She stood, arms folded, looking out of the bedroom window and listening to the Elvis song coming from the living room:
Renee carried the hard-backed chair by her bed over to the wardrobe, opened the door and got up on the chair. She had to stand on her tiptoes to reach for the hat box at the back of the shelf behind the shoeboxes. She eased it out and unsteadily got down before sitting on the chair and opening the lid. She lifted the soft tissue paper and removed the pristine white gloves, followed by the dark navy straw hat which had a yellow rose sewn onto the headband. She had worn it to a wedding twenty years ago, but not since. Now that the hat box was empty she pushed one side of the flat base up from the outside so she could remove the false interior bottom.
The notes were all ironed flat, and covered the entire secret compartment. She didn’t touch them but stared at the thick neat rows. Some of the money she had discovered in the airing cupboard after Clifford’s arrest. She had lied and intimated that the detectives searching the flat must have nicked it, which her husband and John had accepted. Now Clifford was home she wondered if the money would be safe in the hat box, but she could think of nowhere better to conceal it. She thought about what David had said about the £5 notes and began to sort them out, stacking them on the bedside table one by one.
Renee returned the other notes to the hat-box compartment, put back the false base, then carefully replaced the hat and gloves and the tissue paper before concealing the hat box once again behind the shoeboxes in the wardrobe. She began to count her £5 notes but stopped abruptly when she heard Clifford shouting for her.
‘Eh, where are you at, Renee?’
She quickly stuffed the notes into her underwear drawer and covered them with stockings and panties.
‘Renee, what yer doin’?’ he shouted.
She stared at her reflection in the dressing-table mirror. ‘Wishing I’d run away,’ she said softly to herself.
She went to the lounge where Clifford was standing, legs apart, a large tumbler of Scotch in his hand, as he chatted to two friends who were sitting on the sofa drinking port and brandy mixers.
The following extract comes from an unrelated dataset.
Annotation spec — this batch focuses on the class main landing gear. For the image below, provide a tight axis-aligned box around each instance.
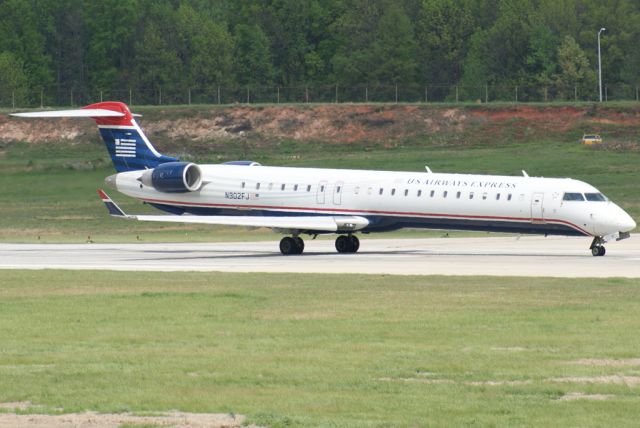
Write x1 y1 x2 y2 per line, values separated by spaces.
589 236 607 257
280 235 360 256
‘We’re starvin’ – fry us up something.’
‘Where are the boys?’ she asked.
‘Takin’ some pals home and then goin’ out to a club.’
‘Bacon an’ eggs, sausages and baked beans do?’
‘Yeah, and do some of that fried bread, luv, and a pot of tea.’
Renee gave a smile and walked out. It was almost 9 p.m., and it surprised her that David had gone out clubbing – after all it wasn’t as if he could dance.
CHAPTER TWENTY
It was almost 10 p.m. by the time John finished fixing the brake on David’s wheelchair and dropped him off at the top of the multistorey car park, as the lift was still broken. David sat in the chair, put on some gloves, and wrapped the blanket he’d brought with him around his knees. John handed him the walkie-talkie and a small bottle of whisky.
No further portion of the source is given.